Time-lapse photography in contrast tracks the changes of one particular event over a period of time, like say a flower growing from sprout to bloom.
The set of images from The Window in this post are a hybrid of time-lapse and rephotography — you see the changes over time (i.e. the trees bud, bloom, leaf), but the photos are more like “then and now and now and now” because they capture various changes in activity at one location over a period of time. (Short though: two years, the length of the project.)
The first set of photographs** for The Window project used the two trees as the focal point — the idea was to show the zeitgeist, but as it occurs on the periphery, like most history.***
Ansel Adams said this: “I have photographed Half Dome innumerable times, but it is never the same Half Dome, never the same light or the same mood…” Same said for The Trees.
Families walk their kids Sunday morning, the young boys and girls using the cement ledge as a balance beam. They are unaware that a SWAT team was at the same location 5 hours earlier looking for a gun thrown into the planter…
Later that day, a man with a portable speaker steps up on the 4” ledge and uses it as a pulpit to preach (in Chinese) to no one…

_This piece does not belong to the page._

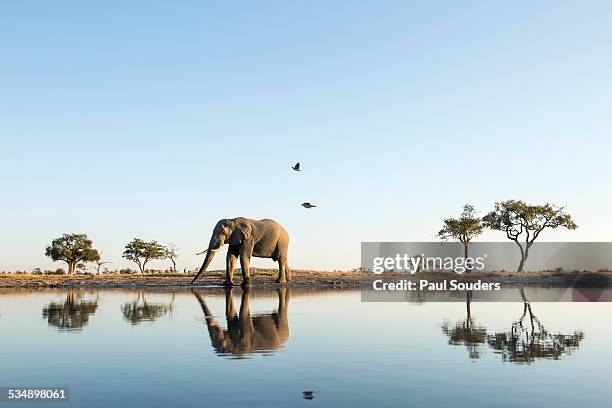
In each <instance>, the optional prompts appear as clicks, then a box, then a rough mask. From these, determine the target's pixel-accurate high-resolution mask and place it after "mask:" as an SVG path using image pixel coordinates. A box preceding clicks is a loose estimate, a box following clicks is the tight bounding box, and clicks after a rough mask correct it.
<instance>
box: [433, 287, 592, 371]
mask: <svg viewBox="0 0 612 408" xmlns="http://www.w3.org/2000/svg"><path fill="white" fill-rule="evenodd" d="M520 292H521V297H522V299H523V314H522V315H521V317H520V318H519V319H518V320H517V321H515V322H513V323H512V325H511V329H510V331H507V332H500V333H494V334H487V333H486V328H484V327H479V326H476V325H474V323H473V320H472V315H471V310H470V304H471V298H472V297H471V293H469V292H468V295H467V299H466V305H467V319H466V320H464V321H460V322H457V323H456V324H455V326H454V327H449V326H448V325H447V324H443V325H442V331H443V332H444V334H446V335H447V336H448V337H449V344H455V345H458V344H465V345H466V347H467V348H468V351H469V353H470V358H474V359H476V358H479V357H480V353H479V348H480V345H484V344H485V343H486V344H487V345H488V346H489V347H490V348H492V349H493V350H495V351H496V352H498V353H501V355H502V360H503V361H509V362H512V363H527V364H529V363H532V362H534V361H535V360H536V359H554V360H558V359H560V358H561V357H563V356H564V355H569V354H571V353H572V352H573V351H574V350H576V349H578V348H579V346H580V342H581V341H582V340H583V339H584V333H583V332H581V331H577V332H574V333H571V334H561V333H558V334H551V333H550V332H549V331H548V330H546V328H545V327H544V326H543V325H542V323H541V322H540V320H539V319H538V318H537V317H536V316H535V314H534V313H533V310H532V308H531V304H530V303H529V301H528V300H527V298H526V296H525V291H524V289H523V288H521V289H520ZM527 317H528V320H527V322H526V319H527Z"/></svg>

… and even later that day partiers “pre”, sneaking drinks beside the trees before hitting the club; then after midnight, a man urinates in the same planter, and still later a man who only walks his dog at 3 am lets his dog defecate there just before arguing with the police…
…while the next morning city workers might plant prairie grasses in the same spot…
… and just a few hours after that an older woman unrolls her sleeping bag for a hard nap and a change of clothes in the exact place that an NBA star, four hours along, would step into his $500,000 Rolls Royce.
Ansel had seasons and light and mood.
What he didn’t have was activity.
NOTES:
-*I’m sure there’s a poetic Tim Hortons coffee shop out there somewhere, but whatever
-**The photo of the Scottish/Sikh wedding parade above was the catalyst for The Window as a single large durational portrait composed of smaller individual portraits (and as a representation of the 21st century city moving through cultural, economic, technological and environmental shifts.
-***Locations other than the Trees eventually crept it — the Crosswalk, the Stairs, the Sidewalk — but I kept returning to the trees as a centering device throughout the series.